Conchas de feijão, conchas de vênus

Alguns funcionários do restaurante universitário são responsáveis por servir a comida no bandejão. Maria serve macarrão. Lúcia serve arroz. Cláudio serve feijão. José serve proteína. Antônio serve salada. Joana serve sobremesa.
Cláudio sorria para mim todos os almoços.
Quer dizer, eu só sabia que ele sorria porque seus olhos sorriam também.  Os olhos eram a única parte nua em relação ao resto do rosto, dada a obrigatoriedade do uso da mascára descartável e da touca. O riso em si, nunca confirmei. Mas as maçãs pronunciadas não mentem.
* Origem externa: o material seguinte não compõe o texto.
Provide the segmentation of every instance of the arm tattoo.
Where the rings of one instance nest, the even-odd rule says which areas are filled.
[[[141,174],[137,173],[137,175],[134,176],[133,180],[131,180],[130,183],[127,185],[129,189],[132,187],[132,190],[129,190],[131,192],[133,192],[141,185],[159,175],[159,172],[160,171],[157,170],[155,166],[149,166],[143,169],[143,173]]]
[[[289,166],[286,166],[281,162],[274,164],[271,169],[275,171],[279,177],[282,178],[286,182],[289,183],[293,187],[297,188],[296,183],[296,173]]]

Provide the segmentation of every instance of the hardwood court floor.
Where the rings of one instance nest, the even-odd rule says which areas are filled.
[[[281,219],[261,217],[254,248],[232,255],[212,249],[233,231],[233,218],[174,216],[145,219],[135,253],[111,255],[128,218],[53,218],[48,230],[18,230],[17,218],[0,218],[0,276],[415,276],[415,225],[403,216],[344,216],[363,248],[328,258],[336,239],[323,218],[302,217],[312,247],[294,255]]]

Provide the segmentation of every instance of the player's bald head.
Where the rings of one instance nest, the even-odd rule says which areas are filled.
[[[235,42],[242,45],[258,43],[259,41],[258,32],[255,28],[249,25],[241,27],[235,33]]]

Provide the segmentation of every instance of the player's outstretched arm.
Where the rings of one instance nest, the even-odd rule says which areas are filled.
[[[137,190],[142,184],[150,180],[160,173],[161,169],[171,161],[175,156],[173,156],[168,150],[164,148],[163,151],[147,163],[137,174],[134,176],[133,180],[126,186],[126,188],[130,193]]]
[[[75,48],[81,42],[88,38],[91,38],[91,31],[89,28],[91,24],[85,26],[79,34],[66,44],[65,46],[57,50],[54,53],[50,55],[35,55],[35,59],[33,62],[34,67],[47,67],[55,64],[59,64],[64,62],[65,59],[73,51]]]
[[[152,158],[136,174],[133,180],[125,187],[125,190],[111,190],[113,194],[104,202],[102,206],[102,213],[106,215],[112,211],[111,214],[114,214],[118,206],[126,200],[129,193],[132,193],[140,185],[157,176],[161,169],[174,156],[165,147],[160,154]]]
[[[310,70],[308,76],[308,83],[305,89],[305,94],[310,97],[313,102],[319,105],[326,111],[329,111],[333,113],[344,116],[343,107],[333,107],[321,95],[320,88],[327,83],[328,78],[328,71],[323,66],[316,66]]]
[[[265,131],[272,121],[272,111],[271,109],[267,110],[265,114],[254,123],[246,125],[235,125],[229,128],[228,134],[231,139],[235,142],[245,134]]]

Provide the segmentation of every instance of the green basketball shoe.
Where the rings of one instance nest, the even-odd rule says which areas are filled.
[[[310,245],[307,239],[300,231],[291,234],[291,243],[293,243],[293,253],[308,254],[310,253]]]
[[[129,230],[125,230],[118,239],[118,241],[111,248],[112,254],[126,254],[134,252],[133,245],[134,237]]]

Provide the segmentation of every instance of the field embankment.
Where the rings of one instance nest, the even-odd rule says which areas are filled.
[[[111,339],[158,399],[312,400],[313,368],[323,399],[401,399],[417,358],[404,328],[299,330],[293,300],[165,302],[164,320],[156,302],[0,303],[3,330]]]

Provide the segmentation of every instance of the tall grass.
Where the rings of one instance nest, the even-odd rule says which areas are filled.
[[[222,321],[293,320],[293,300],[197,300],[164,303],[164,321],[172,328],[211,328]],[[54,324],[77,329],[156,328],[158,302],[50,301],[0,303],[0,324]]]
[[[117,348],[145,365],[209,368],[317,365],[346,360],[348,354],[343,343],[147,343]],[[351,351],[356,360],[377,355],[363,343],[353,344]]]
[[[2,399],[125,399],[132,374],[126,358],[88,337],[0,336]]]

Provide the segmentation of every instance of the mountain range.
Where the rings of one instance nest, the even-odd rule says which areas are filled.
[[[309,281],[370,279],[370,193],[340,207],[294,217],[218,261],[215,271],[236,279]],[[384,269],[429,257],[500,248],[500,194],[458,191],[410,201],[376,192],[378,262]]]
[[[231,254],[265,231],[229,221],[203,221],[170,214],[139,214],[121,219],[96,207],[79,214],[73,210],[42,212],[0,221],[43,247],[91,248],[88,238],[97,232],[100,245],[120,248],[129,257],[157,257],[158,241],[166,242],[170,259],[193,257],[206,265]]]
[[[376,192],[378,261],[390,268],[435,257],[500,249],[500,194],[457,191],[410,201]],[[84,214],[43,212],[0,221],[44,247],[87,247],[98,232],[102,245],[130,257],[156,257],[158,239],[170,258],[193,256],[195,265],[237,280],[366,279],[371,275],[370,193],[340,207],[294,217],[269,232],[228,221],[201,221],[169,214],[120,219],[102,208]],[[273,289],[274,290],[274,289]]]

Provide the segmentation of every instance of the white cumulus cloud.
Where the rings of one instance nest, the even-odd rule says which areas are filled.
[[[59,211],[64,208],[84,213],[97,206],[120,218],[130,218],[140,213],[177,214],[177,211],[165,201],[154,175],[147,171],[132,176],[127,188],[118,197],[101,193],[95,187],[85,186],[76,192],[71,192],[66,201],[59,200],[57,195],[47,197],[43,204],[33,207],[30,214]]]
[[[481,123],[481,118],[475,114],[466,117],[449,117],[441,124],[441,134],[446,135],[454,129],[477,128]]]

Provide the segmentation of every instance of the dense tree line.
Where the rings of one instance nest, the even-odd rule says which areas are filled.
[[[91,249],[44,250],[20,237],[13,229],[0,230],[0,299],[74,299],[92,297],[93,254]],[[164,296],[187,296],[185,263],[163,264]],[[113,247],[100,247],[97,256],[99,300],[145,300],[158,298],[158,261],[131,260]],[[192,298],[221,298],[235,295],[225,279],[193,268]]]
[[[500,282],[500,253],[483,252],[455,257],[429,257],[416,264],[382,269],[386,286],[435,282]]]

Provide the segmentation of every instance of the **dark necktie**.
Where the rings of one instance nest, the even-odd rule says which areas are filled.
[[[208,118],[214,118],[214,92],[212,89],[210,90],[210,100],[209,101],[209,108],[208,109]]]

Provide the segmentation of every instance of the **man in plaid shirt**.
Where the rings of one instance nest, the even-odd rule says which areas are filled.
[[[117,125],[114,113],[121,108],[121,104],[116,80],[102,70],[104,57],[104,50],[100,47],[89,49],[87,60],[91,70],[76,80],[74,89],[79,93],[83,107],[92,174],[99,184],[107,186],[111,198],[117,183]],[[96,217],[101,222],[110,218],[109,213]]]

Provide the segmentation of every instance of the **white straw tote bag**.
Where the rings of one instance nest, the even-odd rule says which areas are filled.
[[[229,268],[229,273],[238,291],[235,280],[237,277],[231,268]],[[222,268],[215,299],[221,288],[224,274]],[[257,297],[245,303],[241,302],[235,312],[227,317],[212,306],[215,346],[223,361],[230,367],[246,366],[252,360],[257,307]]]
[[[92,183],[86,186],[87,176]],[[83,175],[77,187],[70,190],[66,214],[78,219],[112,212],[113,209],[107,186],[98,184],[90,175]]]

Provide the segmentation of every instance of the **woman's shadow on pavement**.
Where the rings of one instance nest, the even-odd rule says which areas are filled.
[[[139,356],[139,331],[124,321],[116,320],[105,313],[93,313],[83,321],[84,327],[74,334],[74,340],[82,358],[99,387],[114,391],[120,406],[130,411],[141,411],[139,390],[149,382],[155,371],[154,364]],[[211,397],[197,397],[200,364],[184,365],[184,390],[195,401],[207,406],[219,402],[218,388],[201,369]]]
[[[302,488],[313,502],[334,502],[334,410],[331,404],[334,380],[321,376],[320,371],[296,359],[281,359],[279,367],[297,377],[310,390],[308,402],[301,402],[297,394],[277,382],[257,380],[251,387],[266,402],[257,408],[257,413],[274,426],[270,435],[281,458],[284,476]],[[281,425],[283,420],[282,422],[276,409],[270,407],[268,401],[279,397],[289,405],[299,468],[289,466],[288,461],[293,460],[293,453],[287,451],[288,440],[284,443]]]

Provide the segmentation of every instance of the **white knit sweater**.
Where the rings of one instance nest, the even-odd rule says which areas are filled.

Não sei dizer se, para mim, ele seria minha monalisa ou contrário dela. O sorriso que é um enigma. Os olhos que riem. Quase, quase, quase deboche. A gioconda peita a gente. Ri de todos nós através do vidro à prova de balas.
Mas esse sorriso, o sorriso da minha concha de feijão, que tem braços e que tem olhos que riem, e que tem duas fileira de dentes que não aparecem nunca; importante dizer: esse riso não é romântico. Não é nem predador e nem animalesco. Não é nem mesmo sexual.
É como se ele dissesse. Você é muito bonita. Bonita e gostosa como todas as outras meninas daqui. E eu sou muito galanteador e divertido. Olha como eu tô sorrindo pra você. Olha, olha, olha.
Só não tenha mais atitude do que eu, senão fico tímido.
Não responda às minhas investidas: essa é a graça.
E eu não faço nada senão reagir com uma gargalhada; que não é amor e nem é vontade de fazer sexo. É que esse riso desse rapaz, atrás desse expositor e dessa mascára de tnt, torna o dia engraçado demais. Quem flerta no almoço? Quem flerta atrás de um expositor de comida? Quem flerta vestido de auxiliar de cozinha? Ele deve se achar muito interessante.
É como se ele fosse aquele aluno da turma que faz piadas com a própria ridicularidade. O bobo altruísta do almoço. Ele é um empréstimo da vida naïf àquele estabelecimento e àquelas normas.
Ele é um personagem no meio desse cotidiano enfileirado, com hora pra começar e terminar e porções pré-definidas para servir. Minha monalisa grafitada, assalariada e proletária.
Obrigada, Cláudio, pelas conchas feijão a mais, que como as conchas mitológicas, sustentam eu e suas outras vênus platônicas e acadêmicas.